Clinicians have long known that children with Down syndrome carry an elevated risk of developing acute lymphoblastic leukemia (ALL), the most common pediatric cancer. Research also consistently shows that children with Down syndrome are more likely to suffer complications from chemotherapy – and some studies have suggested that children with Down syndrome ALL may have a higher chance of relapsing. What to do with this knowledge has been a source of controversy.
Because of their increased susceptibility to the toxicities of chemotherapy, should ALL patients with Down syndrome receive modified treatment to minimize this risk? Or should they be given the same treatment as other children with ALL, to minimize the chance for relapse? A new study from researchers at Dana-Farber/Boston Children’s Cancer and Blood Disorders Center suggests the latter for patients treated on Dana-Farber Cancer Institute ALL Consortium protocols.
Children with Down syndrome ALL treated on the DFCI protocol without any dose modifications did not have greater risk of relapse or death, although they did experience a higher frequency of certain side effects from chemotherapy, according to study results presented at the recent annual meeting of the American Society of Hematology.
“Without dose reductions or modifications, the Down syndrome patients did just as well as the non-Down syndrome patients,” said Lewis B. Silverman, MD, senior author of the abstract and clinical director of the Hematologic Malignancy Center at Dana-Farber/Boston Children’s. “They were able to tolerate full-dose chemotherapy based on their risk group, and did well despite biologic differences in their disease compared with other children’s disease.”
Some studies, looking at other treatment regimens, have found that ALL patients with Down syndrome have higher rates of relapse and/or treatment-related mortality, resulting in lower rates of long-term cure. While the Dana-Farber protocol has never modified treatment for children with Down syndrome, Silverman added, other protocols have made dose-adjustments to minimize side effects.
“There has been controversy in the field regarding how Down syndrome children do in terms of their prognosis compared with children who don’t have Down syndrome,” Silverman said. “We found that with our particular treatment approach, we’re not running into problems that others have reported.”
Researchers studied 1,286 children and adolescents with ALL treated on two consecutive DFCI ALL Consortium protocols between 2000 and 2011 at 11 institutions in the United States, Canada, and Puerto Rico.

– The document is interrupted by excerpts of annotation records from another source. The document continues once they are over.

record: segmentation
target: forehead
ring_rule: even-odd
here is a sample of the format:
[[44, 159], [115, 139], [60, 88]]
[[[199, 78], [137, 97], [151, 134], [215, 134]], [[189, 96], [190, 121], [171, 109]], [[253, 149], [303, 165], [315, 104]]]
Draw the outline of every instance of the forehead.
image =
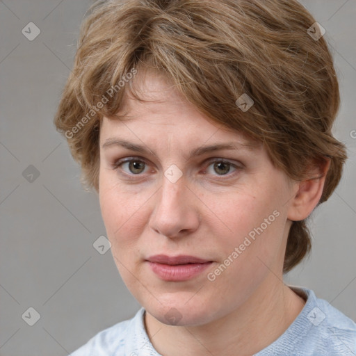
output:
[[192, 143], [235, 140], [251, 147], [261, 145], [202, 113], [162, 74], [144, 71], [134, 81], [134, 95], [127, 91], [121, 109], [114, 116], [103, 118], [101, 145], [115, 136], [130, 137], [136, 142], [157, 137], [162, 141], [165, 138], [183, 142], [193, 140]]

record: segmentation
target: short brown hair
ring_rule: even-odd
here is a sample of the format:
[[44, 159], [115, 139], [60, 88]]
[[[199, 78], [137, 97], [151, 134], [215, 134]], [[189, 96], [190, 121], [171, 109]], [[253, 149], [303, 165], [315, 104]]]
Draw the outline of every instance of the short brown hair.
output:
[[[315, 22], [296, 0], [95, 2], [82, 24], [55, 118], [81, 165], [83, 181], [99, 188], [102, 117], [114, 116], [129, 92], [139, 99], [134, 80], [122, 81], [122, 89], [118, 83], [149, 68], [214, 122], [264, 143], [291, 178], [306, 179], [308, 164], [330, 159], [319, 204], [327, 200], [346, 154], [332, 134], [339, 84], [324, 38], [307, 31]], [[243, 94], [254, 102], [245, 112], [236, 104]], [[305, 221], [293, 222], [284, 272], [310, 248]]]

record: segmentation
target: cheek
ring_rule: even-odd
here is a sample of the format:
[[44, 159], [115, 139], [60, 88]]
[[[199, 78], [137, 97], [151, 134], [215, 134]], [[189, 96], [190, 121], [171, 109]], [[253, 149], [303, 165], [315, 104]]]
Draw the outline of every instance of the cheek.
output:
[[228, 233], [216, 233], [220, 236], [216, 242], [230, 270], [238, 269], [250, 275], [257, 269], [266, 269], [263, 262], [270, 265], [279, 256], [286, 220], [282, 201], [281, 195], [272, 189], [255, 190], [253, 195], [240, 192], [230, 195], [228, 204], [220, 204], [218, 216]]

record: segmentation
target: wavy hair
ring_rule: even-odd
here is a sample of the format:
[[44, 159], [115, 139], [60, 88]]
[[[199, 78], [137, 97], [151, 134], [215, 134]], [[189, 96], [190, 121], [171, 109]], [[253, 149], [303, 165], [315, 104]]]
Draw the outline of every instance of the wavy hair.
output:
[[[125, 79], [148, 68], [214, 122], [263, 143], [291, 179], [310, 178], [308, 165], [330, 159], [319, 204], [327, 200], [346, 154], [332, 134], [339, 84], [325, 38], [308, 31], [315, 22], [296, 0], [96, 1], [54, 120], [82, 181], [98, 191], [101, 120], [114, 116], [129, 92], [139, 99]], [[245, 112], [236, 104], [243, 94], [254, 102]], [[293, 222], [284, 272], [310, 248], [305, 220]]]

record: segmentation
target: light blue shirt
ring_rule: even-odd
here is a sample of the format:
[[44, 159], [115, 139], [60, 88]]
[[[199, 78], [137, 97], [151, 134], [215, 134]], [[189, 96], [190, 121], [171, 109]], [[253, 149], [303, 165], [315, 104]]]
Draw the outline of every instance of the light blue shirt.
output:
[[[356, 323], [313, 291], [290, 287], [307, 302], [289, 327], [254, 356], [356, 356]], [[105, 329], [72, 356], [161, 356], [144, 326], [145, 309], [130, 319]]]

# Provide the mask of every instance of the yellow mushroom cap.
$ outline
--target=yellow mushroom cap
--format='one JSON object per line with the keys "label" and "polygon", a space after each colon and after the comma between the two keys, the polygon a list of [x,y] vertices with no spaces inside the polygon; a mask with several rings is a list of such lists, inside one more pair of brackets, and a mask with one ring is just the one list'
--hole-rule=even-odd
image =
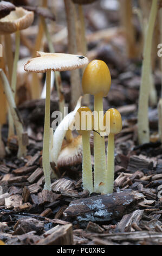
{"label": "yellow mushroom cap", "polygon": [[33,11],[16,7],[10,14],[0,20],[0,34],[11,34],[29,27],[34,21]]}
{"label": "yellow mushroom cap", "polygon": [[37,56],[25,65],[26,71],[39,73],[47,70],[71,70],[82,68],[88,63],[87,58],[80,55],[37,52]]}
{"label": "yellow mushroom cap", "polygon": [[105,62],[94,60],[90,62],[85,70],[82,78],[82,89],[85,94],[94,95],[100,93],[106,97],[109,90],[111,76]]}
{"label": "yellow mushroom cap", "polygon": [[122,119],[121,114],[115,108],[110,108],[105,114],[103,125],[106,125],[106,117],[107,112],[110,113],[110,133],[117,134],[122,130]]}
{"label": "yellow mushroom cap", "polygon": [[80,107],[75,115],[75,127],[79,133],[83,131],[91,131],[93,126],[93,115],[88,107]]}

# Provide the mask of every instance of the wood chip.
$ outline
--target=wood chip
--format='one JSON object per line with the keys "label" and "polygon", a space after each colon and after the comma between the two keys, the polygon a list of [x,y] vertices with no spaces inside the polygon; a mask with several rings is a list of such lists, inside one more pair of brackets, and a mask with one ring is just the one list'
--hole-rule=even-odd
{"label": "wood chip", "polygon": [[69,190],[74,187],[74,181],[64,178],[59,179],[51,185],[51,190],[54,192],[59,192],[61,190]]}
{"label": "wood chip", "polygon": [[72,245],[74,243],[72,225],[59,226],[52,234],[40,240],[37,245]]}
{"label": "wood chip", "polygon": [[123,216],[126,211],[131,212],[133,210],[132,204],[134,205],[143,199],[142,194],[127,190],[112,194],[74,200],[64,214],[68,220],[75,220],[80,225],[85,227],[89,221],[106,222]]}
{"label": "wood chip", "polygon": [[34,183],[43,174],[43,170],[41,168],[37,168],[27,179],[30,183]]}
{"label": "wood chip", "polygon": [[16,194],[15,196],[11,196],[8,198],[5,199],[5,206],[7,208],[18,207],[23,204],[23,199],[21,196]]}

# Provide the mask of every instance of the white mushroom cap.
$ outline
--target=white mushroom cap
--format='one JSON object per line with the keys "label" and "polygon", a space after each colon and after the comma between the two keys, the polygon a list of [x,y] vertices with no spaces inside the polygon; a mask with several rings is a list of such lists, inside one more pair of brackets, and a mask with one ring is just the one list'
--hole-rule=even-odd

Of these patients, 38 (3 percent) had Down syndrome.
In addition to reporting no treatment-related deaths among the Down syndrome patients, researchers also found no difference in the rate at which children achieved complete remission after the first month of treatment. Researchers also found no statistically significant difference in event-free survival, disease-free survival, or overall survival. Patients with Down syndrome were more likely to suffer treatment-related mouth sores, clots or bleeding, and infection – but there was no difference in the frequency of other side effects.
The bottom line, Silverman said, is that children with Down syndrome may need measures to reduce their risk of complications, but they can still tolerate standard treatment well.
“The target toxicities that one needs to think about are infections and mouth sores,” Silverman said. “With supportive care to try to prevent complications, our overall recommendation is that you can treat children with Down syndrome the same as other children with ALL.”